2. There's a bright spot for the Reds. Cincinnati Reds left fielder Adam Duvall, acquired last July from the Giants in the Mike Leake trade, has always been a low-average guy who doesn't walk much and never had a true defensive home (he played mostly third and first base in the minors). Lacking any better options, the Reds gave the 27-year-old a chance in left field and he's taken advantage, hitting .271/.305/.606 after belting his 12th and 13th home runs in the Reds' 11-8 win at Coors Field.
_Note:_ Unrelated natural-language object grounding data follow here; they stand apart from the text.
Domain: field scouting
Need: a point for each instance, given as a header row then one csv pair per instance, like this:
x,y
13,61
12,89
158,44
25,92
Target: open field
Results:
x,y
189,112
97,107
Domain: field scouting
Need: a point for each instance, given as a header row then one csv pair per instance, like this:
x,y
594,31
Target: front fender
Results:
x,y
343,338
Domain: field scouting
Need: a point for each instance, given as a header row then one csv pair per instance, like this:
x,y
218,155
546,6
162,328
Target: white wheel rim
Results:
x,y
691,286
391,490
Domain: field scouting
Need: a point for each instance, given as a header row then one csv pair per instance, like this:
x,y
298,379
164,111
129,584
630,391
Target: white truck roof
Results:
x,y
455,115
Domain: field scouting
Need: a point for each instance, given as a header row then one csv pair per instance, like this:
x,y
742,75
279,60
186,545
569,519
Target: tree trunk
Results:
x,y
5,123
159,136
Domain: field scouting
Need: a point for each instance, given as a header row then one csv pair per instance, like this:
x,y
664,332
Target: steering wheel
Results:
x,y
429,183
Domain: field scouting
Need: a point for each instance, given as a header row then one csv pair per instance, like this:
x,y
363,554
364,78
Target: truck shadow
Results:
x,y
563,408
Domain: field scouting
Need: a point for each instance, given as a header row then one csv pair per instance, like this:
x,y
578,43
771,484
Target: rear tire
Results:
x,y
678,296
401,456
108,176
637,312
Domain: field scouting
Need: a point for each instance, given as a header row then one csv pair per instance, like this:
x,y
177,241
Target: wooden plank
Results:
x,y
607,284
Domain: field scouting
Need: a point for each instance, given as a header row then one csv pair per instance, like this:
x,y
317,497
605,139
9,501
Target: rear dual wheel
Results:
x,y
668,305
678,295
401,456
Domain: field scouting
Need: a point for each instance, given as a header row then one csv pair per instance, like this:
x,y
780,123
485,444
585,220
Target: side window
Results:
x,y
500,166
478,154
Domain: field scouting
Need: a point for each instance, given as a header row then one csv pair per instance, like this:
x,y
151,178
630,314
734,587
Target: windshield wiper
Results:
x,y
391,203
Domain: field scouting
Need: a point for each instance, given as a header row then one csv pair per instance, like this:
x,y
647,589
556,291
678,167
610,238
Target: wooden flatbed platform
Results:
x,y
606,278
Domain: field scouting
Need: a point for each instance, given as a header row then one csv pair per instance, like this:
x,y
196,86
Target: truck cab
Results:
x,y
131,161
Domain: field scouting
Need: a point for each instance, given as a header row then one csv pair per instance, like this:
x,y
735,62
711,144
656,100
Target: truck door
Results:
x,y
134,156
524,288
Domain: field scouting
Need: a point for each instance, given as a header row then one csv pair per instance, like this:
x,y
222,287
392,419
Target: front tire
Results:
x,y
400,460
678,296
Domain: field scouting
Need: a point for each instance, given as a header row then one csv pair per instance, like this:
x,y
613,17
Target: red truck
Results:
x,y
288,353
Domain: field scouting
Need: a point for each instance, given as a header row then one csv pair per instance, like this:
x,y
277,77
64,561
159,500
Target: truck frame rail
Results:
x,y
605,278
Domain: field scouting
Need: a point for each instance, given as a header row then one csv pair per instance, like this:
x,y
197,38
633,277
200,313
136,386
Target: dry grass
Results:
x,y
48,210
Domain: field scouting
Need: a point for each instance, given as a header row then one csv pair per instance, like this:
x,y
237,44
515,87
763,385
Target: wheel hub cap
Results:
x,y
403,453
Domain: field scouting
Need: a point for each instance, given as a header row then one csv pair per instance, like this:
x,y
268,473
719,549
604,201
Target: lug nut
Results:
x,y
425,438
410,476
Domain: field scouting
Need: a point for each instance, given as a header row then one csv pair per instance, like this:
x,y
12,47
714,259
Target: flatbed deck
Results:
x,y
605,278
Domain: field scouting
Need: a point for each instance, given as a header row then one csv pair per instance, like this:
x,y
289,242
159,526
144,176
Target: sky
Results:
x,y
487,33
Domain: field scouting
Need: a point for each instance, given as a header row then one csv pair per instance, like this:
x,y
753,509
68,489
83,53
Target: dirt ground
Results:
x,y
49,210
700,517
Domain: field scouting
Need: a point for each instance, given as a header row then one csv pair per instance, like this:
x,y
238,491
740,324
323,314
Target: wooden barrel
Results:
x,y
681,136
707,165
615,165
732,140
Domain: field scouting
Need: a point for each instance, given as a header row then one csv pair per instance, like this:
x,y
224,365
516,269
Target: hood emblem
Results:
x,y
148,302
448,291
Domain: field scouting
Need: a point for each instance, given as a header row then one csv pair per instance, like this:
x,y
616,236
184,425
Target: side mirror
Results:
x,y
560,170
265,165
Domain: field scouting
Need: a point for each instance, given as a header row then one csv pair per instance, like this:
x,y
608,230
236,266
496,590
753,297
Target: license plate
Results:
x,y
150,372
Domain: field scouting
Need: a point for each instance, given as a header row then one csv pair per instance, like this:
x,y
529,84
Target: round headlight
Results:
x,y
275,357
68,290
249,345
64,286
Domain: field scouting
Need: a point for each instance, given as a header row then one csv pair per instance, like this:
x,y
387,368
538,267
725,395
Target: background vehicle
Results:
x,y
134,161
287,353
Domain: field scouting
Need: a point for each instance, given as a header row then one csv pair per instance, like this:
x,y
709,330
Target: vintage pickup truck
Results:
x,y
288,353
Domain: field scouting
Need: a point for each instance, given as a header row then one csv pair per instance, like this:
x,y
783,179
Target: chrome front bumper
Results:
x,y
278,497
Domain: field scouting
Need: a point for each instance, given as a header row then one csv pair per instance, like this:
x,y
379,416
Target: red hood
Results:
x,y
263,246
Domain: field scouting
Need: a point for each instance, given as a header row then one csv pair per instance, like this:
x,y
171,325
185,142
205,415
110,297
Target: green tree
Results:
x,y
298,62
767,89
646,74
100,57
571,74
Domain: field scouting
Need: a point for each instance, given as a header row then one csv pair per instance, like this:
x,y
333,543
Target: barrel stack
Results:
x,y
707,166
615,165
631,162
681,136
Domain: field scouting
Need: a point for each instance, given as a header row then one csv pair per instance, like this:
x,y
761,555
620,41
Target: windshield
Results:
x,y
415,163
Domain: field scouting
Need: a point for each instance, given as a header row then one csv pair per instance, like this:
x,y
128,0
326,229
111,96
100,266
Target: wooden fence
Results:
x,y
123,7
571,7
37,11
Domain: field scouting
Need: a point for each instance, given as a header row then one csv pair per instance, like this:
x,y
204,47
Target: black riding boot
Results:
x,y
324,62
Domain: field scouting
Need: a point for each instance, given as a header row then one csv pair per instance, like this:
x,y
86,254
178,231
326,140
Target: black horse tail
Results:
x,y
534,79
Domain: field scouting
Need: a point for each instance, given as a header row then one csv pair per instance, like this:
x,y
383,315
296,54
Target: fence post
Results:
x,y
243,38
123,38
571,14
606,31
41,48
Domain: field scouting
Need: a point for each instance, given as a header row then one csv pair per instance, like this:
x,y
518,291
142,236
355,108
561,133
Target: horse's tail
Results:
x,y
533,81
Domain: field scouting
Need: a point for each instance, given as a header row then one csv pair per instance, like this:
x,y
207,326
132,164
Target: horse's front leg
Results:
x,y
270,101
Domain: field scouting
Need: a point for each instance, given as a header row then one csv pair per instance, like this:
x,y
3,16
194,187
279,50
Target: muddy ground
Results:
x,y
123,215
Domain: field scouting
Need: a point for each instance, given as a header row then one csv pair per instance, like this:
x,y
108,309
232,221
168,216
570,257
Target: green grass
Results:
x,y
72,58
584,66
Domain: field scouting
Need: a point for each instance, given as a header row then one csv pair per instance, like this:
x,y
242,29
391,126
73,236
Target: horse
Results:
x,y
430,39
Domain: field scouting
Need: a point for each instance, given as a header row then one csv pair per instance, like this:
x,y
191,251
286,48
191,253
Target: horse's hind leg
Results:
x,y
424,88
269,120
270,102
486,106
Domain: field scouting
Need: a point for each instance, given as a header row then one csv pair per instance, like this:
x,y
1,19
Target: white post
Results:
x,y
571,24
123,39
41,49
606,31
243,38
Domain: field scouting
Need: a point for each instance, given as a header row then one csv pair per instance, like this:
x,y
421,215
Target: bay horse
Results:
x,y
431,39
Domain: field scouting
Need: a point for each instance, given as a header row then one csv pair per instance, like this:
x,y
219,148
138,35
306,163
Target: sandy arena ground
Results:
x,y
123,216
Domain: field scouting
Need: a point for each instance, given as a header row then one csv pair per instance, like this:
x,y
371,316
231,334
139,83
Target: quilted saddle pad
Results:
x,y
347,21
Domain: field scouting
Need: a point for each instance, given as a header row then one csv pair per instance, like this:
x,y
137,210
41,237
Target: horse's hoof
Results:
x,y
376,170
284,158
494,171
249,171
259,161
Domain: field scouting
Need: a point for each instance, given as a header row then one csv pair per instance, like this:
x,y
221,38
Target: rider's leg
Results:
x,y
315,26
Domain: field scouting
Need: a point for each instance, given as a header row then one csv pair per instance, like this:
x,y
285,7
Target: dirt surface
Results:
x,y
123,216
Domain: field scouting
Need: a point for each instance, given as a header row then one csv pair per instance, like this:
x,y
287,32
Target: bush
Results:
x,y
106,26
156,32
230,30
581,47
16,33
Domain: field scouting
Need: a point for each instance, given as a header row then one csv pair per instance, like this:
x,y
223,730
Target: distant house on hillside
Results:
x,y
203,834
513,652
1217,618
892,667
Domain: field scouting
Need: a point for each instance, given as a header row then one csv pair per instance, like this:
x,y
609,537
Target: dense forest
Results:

His peripheral stats -- 48 strikeouts, six walks -- suggest he's still on all-or-nothing slugger who could be exposed as the season wears on, but the power is real and he ranks third in the NL in extra-base hits. Now, about Joey Votto ...

3. Marco Estrada is the ace of the Toronto Blue Jays. No, it's not Marcus Stroman. Estrada lowered his ERA to 2.43 with eight scoreless innings against the Yankees. After holding batters to a .203 average in 2015 and with a fastball that averages about 89 mph, everyone expected some regression. Instead, he's been even better and batters are hitting just .177 off him. Like last year, his changeup is his big weapon:

4. Let's hope we can all do this at 92. Of all the Memorial Day-related ceremonies, this was the my favorite. Burke Waldron, who was stationed at Pearl Harbor in World War II, is 92 years old, but look at him sprint out to the mound and deliver the first pitch for the Seattle Mariners.

5. Circle this game. Is this the game when Matt Harvey turns things around? Harvey tossed seven scoreless innings and allowed just two hits in a 1-0 win for the New York Mets over the White Sox. While he admitted one gem isn't a solution for his struggles, the signs were there that this was the old Harvey. His fastball velocity was at a season-high average of 95.5 mph and he recorded a 27-percent swing-and-miss rate with his heater, compared to an 8-percent average his previous three outings. He pitched with the old swagger and left to a big ovation from Mets fans.